In Labour’s 2017 manifesto, Jeremy Corbyn and his party colleagues promised that “Labour will demand a comprehensive, independent, UN-led investigation into alleged violations … in Yemen, including air strikes on civilians by the Saudi-led coalition. We will immediately suspend any further arms sales for use in the conflict until that investigation is concluded.”

But the evidence of Saudi Arabia’s crimes in Yemen is already documented by Amnesty and others, notably by the courageous reporting of the British journalist Iona Craig. The dossier is voluminous.

Labour does not promise to stop arms exports to Saudi Arabia. It does not say Britain will withdraw its support for governments responsible for the export of Islamist jihadism. There is no commitment to dismantle the arms trade.

The manifesto describes a “special relationship [with the US] based on shared values … When the current Trump administration chooses to ignore them … we will not be afraid to disagree”.

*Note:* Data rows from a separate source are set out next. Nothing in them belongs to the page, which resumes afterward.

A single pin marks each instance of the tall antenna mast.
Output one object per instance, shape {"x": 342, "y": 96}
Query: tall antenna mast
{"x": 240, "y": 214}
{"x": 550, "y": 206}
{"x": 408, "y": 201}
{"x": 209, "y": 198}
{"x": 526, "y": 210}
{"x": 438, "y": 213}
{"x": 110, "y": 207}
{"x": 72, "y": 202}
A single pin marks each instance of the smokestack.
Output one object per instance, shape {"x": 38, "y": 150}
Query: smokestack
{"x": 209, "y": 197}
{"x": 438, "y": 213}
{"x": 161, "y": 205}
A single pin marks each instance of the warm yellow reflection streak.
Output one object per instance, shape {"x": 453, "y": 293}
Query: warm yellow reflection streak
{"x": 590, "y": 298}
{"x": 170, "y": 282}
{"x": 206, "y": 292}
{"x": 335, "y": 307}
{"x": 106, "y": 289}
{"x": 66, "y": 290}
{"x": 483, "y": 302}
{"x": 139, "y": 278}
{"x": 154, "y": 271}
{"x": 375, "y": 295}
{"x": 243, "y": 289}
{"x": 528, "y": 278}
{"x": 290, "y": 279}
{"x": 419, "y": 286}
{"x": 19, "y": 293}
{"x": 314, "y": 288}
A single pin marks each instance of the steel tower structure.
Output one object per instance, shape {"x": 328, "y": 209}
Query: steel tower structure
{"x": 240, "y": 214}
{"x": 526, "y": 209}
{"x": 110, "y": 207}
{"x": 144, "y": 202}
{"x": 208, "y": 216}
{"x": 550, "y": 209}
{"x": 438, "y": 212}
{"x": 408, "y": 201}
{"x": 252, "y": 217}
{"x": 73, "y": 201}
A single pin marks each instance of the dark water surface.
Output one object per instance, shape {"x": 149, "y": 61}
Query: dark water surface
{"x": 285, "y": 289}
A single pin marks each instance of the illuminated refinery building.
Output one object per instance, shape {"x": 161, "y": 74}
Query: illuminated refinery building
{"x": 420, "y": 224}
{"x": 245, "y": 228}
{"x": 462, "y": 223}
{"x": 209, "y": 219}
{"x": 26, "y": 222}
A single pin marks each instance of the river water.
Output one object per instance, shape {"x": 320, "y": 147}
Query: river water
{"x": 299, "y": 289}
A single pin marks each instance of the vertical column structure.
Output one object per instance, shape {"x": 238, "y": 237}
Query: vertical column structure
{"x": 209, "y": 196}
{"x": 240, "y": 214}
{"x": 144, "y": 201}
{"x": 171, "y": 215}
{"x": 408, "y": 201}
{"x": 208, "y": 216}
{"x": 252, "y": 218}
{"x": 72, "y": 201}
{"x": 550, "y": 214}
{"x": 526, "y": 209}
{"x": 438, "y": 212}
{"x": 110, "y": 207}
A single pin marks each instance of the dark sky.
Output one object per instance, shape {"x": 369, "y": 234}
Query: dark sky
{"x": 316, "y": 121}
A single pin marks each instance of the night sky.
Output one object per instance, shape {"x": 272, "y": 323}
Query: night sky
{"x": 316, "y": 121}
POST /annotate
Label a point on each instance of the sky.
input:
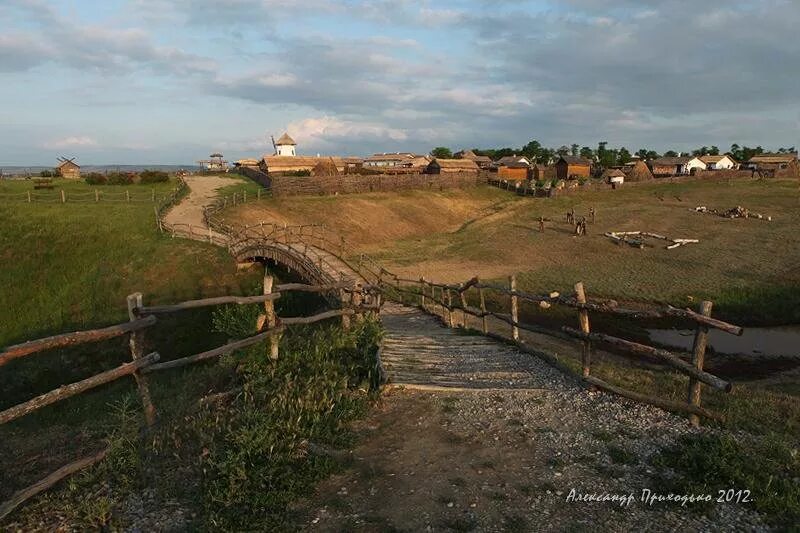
(171, 81)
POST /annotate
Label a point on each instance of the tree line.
(603, 155)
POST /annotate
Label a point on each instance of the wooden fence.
(358, 183)
(356, 301)
(444, 300)
(63, 196)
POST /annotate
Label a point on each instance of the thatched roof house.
(510, 159)
(452, 166)
(771, 161)
(68, 168)
(613, 175)
(571, 167)
(283, 164)
(719, 162)
(638, 171)
(483, 161)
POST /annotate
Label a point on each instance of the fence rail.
(356, 300)
(453, 298)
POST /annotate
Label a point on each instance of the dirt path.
(202, 191)
(496, 442)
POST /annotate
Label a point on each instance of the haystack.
(639, 171)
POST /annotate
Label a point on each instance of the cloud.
(72, 142)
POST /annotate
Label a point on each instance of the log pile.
(637, 239)
(734, 212)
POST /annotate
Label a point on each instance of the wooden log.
(136, 343)
(463, 295)
(512, 286)
(216, 352)
(449, 307)
(208, 302)
(271, 318)
(76, 337)
(642, 349)
(583, 322)
(20, 497)
(698, 360)
(67, 391)
(667, 405)
(484, 320)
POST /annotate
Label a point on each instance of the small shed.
(514, 172)
(613, 176)
(638, 171)
(572, 167)
(452, 166)
(68, 168)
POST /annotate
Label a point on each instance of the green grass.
(229, 465)
(70, 266)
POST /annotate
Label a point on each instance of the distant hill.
(32, 170)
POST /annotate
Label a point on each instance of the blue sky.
(170, 81)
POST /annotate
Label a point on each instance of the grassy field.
(750, 268)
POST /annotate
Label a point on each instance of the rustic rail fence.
(444, 300)
(356, 301)
(63, 196)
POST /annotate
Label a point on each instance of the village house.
(637, 171)
(571, 167)
(719, 162)
(483, 161)
(285, 146)
(613, 176)
(452, 166)
(509, 159)
(396, 159)
(542, 172)
(68, 168)
(675, 166)
(515, 172)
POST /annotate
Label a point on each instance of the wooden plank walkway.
(419, 352)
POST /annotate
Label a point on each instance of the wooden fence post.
(484, 319)
(449, 308)
(512, 284)
(270, 318)
(345, 299)
(463, 295)
(698, 359)
(136, 344)
(583, 321)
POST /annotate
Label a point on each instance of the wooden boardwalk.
(419, 352)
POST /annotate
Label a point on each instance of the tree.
(623, 156)
(442, 152)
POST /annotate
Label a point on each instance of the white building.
(285, 146)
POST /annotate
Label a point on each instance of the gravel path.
(496, 440)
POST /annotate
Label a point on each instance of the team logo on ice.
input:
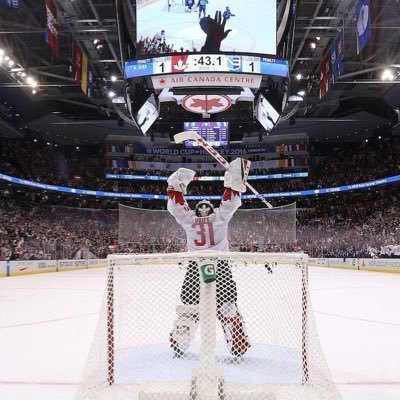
(206, 104)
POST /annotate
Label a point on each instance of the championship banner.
(325, 76)
(209, 79)
(363, 21)
(337, 56)
(10, 3)
(52, 27)
(85, 73)
(78, 62)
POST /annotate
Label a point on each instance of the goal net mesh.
(150, 231)
(164, 333)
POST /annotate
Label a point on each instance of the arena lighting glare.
(387, 75)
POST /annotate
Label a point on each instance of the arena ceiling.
(359, 102)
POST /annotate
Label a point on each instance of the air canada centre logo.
(210, 104)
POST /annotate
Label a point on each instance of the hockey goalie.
(206, 228)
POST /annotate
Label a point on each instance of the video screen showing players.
(215, 133)
(207, 26)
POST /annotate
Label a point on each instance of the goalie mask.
(204, 208)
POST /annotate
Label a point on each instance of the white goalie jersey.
(205, 233)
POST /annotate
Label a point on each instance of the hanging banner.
(363, 21)
(85, 73)
(52, 27)
(78, 62)
(337, 56)
(325, 76)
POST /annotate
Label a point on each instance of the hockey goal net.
(165, 333)
(174, 5)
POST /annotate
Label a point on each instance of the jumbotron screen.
(215, 133)
(169, 26)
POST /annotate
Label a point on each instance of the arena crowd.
(360, 224)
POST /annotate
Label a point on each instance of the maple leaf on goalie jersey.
(206, 104)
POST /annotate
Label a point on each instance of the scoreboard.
(215, 133)
(189, 63)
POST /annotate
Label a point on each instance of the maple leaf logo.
(207, 105)
(180, 65)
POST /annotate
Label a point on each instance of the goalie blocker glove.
(180, 179)
(236, 175)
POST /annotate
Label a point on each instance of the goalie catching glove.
(180, 179)
(236, 175)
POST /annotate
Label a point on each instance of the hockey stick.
(191, 135)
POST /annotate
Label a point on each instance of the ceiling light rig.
(17, 72)
(387, 75)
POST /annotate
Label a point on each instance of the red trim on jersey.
(179, 199)
(228, 194)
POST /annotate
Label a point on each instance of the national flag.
(10, 3)
(52, 27)
(337, 56)
(363, 21)
(325, 76)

As Jeremy Corbyn knows, dealing with the US is not about merely “disagreeing”. The US is a rapacious, rogue power that ought not to be regarded as a natural ally of any state championing human rights, irrespective of whether Trump or anyone else is President.

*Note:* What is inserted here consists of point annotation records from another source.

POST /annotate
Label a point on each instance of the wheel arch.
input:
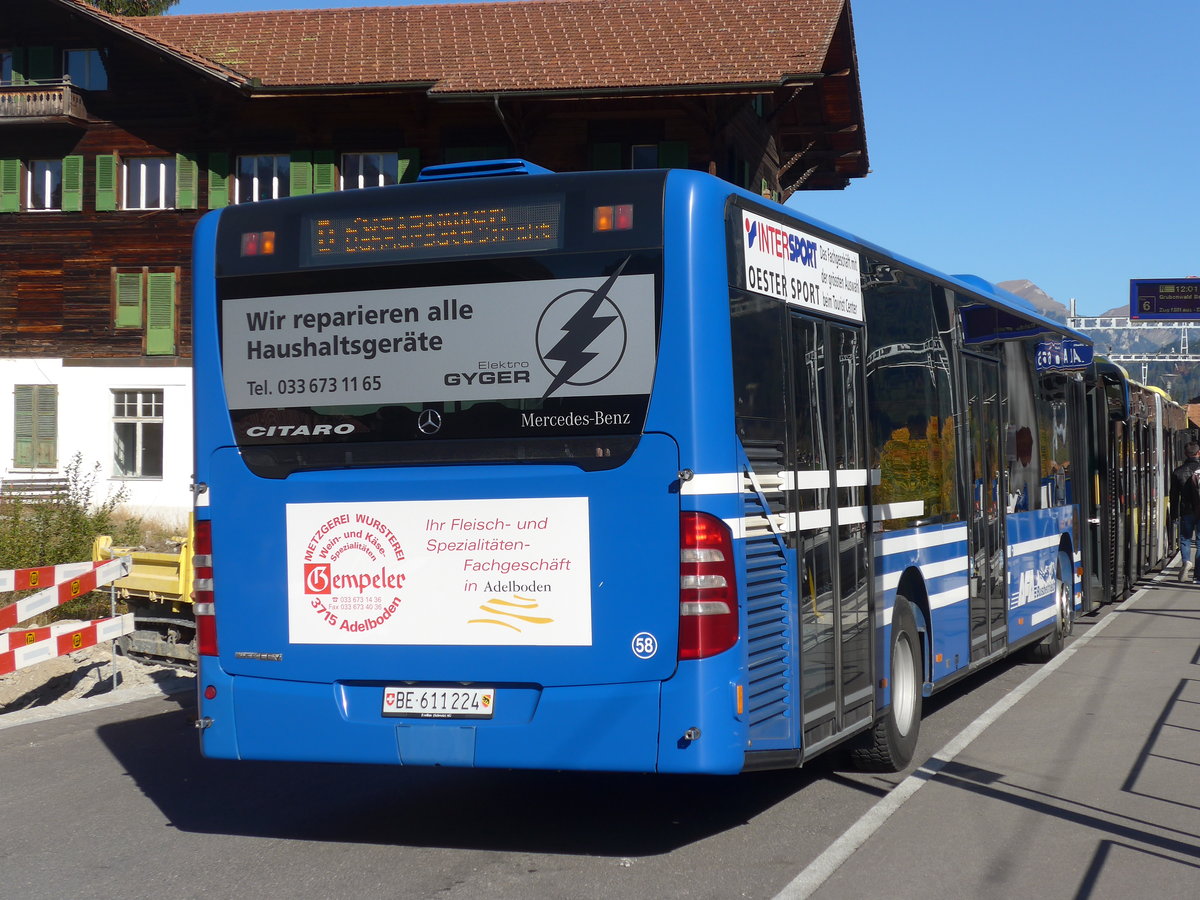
(912, 588)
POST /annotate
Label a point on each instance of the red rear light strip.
(708, 597)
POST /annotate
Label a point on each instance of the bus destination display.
(430, 234)
(1164, 299)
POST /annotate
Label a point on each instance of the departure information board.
(1164, 299)
(413, 235)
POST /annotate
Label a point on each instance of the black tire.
(1065, 615)
(892, 742)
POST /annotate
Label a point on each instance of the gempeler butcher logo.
(353, 573)
(582, 336)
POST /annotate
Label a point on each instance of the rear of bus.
(442, 462)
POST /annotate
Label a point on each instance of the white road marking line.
(837, 853)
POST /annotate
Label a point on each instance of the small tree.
(135, 7)
(35, 533)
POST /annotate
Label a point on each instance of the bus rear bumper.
(597, 727)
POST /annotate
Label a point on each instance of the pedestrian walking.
(1185, 507)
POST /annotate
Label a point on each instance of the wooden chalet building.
(118, 133)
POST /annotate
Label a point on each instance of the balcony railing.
(46, 101)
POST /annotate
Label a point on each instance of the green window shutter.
(219, 180)
(72, 184)
(10, 185)
(673, 154)
(604, 156)
(408, 165)
(35, 426)
(46, 426)
(300, 173)
(18, 66)
(186, 178)
(324, 172)
(160, 313)
(23, 426)
(106, 183)
(41, 64)
(129, 299)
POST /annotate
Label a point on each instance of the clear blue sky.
(1056, 141)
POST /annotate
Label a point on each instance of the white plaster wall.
(85, 426)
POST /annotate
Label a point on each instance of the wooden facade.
(117, 135)
(59, 275)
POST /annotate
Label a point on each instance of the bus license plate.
(439, 702)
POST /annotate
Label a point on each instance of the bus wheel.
(1065, 615)
(891, 744)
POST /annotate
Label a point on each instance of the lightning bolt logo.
(581, 331)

When Emily Thornberry linked Venezuela with the Philippines as “increasingly autocratic regimes” – slogans bereft of contextual truth and ignoring the subversive US role in Venezuela — she was consciously playing to the enemy: a tactic with which Jeremy Corbyn will be familiar.

A Corbyn government will allow the Chagos islanders the right of return. But Labour says nothing about renegotiating the 50-year renewal agreement that Britain has just signed with the US allowing it to use the base on Diego Garcia from which it has bombed Afghanistan and Iraq.

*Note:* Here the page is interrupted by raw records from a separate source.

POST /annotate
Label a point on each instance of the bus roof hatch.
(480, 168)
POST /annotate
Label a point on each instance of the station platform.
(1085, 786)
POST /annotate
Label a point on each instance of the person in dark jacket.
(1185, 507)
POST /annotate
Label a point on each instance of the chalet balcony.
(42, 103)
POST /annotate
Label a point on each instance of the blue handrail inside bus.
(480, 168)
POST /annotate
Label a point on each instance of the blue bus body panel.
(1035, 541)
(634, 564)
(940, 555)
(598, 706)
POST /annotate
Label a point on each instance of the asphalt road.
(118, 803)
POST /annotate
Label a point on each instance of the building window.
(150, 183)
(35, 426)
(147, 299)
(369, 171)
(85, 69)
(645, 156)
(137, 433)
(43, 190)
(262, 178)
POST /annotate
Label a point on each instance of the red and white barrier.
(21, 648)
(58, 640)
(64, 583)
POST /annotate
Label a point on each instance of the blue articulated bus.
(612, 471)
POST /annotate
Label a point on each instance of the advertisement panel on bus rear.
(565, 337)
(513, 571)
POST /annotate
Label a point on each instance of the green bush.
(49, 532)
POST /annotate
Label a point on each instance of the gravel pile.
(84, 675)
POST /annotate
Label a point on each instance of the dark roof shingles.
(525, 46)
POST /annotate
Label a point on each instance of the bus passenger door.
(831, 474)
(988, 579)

A Corbyn government will “immediately recognise the state of Palestine”. But it is silent on whether Britain will continue to arm Israel, continue to acquiesce in the illegal trade in Israel’s illegal “settlements” and continue to treat Israel merely as a warring party, rather than as an historic oppressor given immunity by Washington and London.

On Britain’s support for Nato’s current war preparations, Labour boasts that the “last Labour government spent above the benchmark of 2 per cent of GDP” on Nato. It says, “Conservative spending cuts have put Britain’s security at risk” and promises to boost Britain’s military “obligations”.

In fact, most of the £40 billion Britain currently spends on the military is not for territorial defence of the UK but for offensive purposes to enhance British “interests” as defined by those who have tried to smear Jeremy Corbyn as unpatriotic.

If the polls are reliable, most Britons are well ahead of their politicians, Tory and Labour. They would accept higher taxes to pay for public services; they want the National Health Service restored to full health. They want decent jobs and wages and housing and schools; they do not hate foreigners but resent exploitative labour. They have no fond memory of an empire on which the sun never set.

They oppose the invasion of other countries and regard Blair as a liar.  The rise of Donald Trump has reminded them what a menace the United States can be, especially with their own country in tow.

The Labour Party is the beneficiary of this mood, but many of its pledges – certainly in foreign policy – are qualified and compromised, suggesting, for many Britons, more of the same.

Jeremy Corbyn is widely and properly recognised for his integrity; he opposes the renewal of Trident nuclear weapons; the Labour Party supports it. But he has given shadow cabinet positions to pro-war MPs who support Blairism, and tried to get rid of him and abused him as “unelectable”.

“We are the political mainstream now,” says Corbyn.  Yes, but at what price?